昨日の「ミヨシのそよ風を使って EDTA が体質に合わないことが判明」の続き。ミヨシのそよ風が体質に合わないことがわかったけれど、初めの命題である「洗濯のコストを減らす」ということの答えは出ていなかった。そこで、昨日から今日にかけていろいろと調査して、計算なんかをしてみたので、ずらっと書いてみた。
目次
なぜ硬度が高いと石けんの洗浄力は失われるか
シャボン玉スノールはコスト高である。洗濯にかかるコストを減らしたい。どうしたら、石けん自体の使用量を減らせるか。それは水道の硬度と関係するらしい。
石けんの成分は脂肪酸ナトリウム [CH3(CH2)n-COONa]。水中に溶けると CH3(CH2)n-COO– と Na+ になる。 CH3(CH2)n-COO– の部分が界面活性剤として働いて汚れが落ちるわけである。 CH3(CH2)n-COO– が、水中の鉱物(マグネシウムイオン [Mg+] やカルシウムイオン [Ca+])と結合して石けんカスとなり、界面活性剤として働かなくなるから、硬度の高い水で石けん使用すると、泡立ちが悪く洗浄力も落ちるというわけらしい。
つまり、水道水の Mg+ や Ca+ の量を知ることが、洗濯コスト削減の第一歩であることがわかった。
水道水の硬度を知る方法
水にマグネシウムやカルシウムがどれくらい含まれているか、というのを表す指標は「硬度」というらしい。いわゆる軟水、硬水といわれているやつである。どうやって使っている水道水の硬度を調べるか、というと、手っ取り早いのは、水道局に電話してしまうことである。地域によって、また浄水場によって、そして季節によっても硬度は変わるらしいので、あくまでも目安であるが、知らないよりは知っていた方がいい。

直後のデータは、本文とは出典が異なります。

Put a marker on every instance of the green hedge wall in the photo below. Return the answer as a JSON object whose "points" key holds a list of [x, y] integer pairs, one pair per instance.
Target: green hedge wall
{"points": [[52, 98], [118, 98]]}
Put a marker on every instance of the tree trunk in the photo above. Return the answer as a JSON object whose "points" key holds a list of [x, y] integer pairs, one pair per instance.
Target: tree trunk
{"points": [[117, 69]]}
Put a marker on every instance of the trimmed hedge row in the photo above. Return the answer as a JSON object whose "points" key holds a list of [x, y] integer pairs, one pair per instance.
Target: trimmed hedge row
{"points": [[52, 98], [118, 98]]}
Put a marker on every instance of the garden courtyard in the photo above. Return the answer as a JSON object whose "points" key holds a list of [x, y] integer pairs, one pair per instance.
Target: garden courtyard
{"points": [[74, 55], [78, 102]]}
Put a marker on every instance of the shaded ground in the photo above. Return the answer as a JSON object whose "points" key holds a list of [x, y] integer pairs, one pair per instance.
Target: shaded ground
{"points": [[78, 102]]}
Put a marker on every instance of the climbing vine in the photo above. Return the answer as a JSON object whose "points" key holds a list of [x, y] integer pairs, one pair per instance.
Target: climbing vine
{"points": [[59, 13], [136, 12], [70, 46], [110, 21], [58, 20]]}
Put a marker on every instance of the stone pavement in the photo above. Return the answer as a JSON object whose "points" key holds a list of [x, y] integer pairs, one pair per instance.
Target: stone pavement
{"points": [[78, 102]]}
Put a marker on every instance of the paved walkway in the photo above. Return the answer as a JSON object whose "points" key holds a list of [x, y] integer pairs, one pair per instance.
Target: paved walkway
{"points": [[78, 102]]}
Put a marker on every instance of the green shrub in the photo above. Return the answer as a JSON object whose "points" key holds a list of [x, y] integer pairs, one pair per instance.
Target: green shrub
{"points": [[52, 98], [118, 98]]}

さっそく水道局へ電話。硬度は浄水場へ聞いてくれ、といわれ、電話番号を教えてもらう。そして浄水場へ電話、住んでいる地区を聞かれ地区名をいうとしばらく待たされてから「おおよそ 30mg です」という返答をもらった。硬度の単位は mg/L なので、リットルを略して答えてくれたんだと思う。
WHO (世界保健機構)飲料水水質ガイドラインによる硬度の分類によると以下のように分類される。
軟水 : 0 〜 60mg/L 未満
中程度の硬水: 60 以上〜 120mg/L 未満
硬水 : 120 以上〜 180mg/L 未満
非常な硬水 : 180mg/L 以上
硬度が 30mg/L ってことは水道水のまんまでもう充分軟水。ということは石けんの使用量は標準よりも少なくてすむはず。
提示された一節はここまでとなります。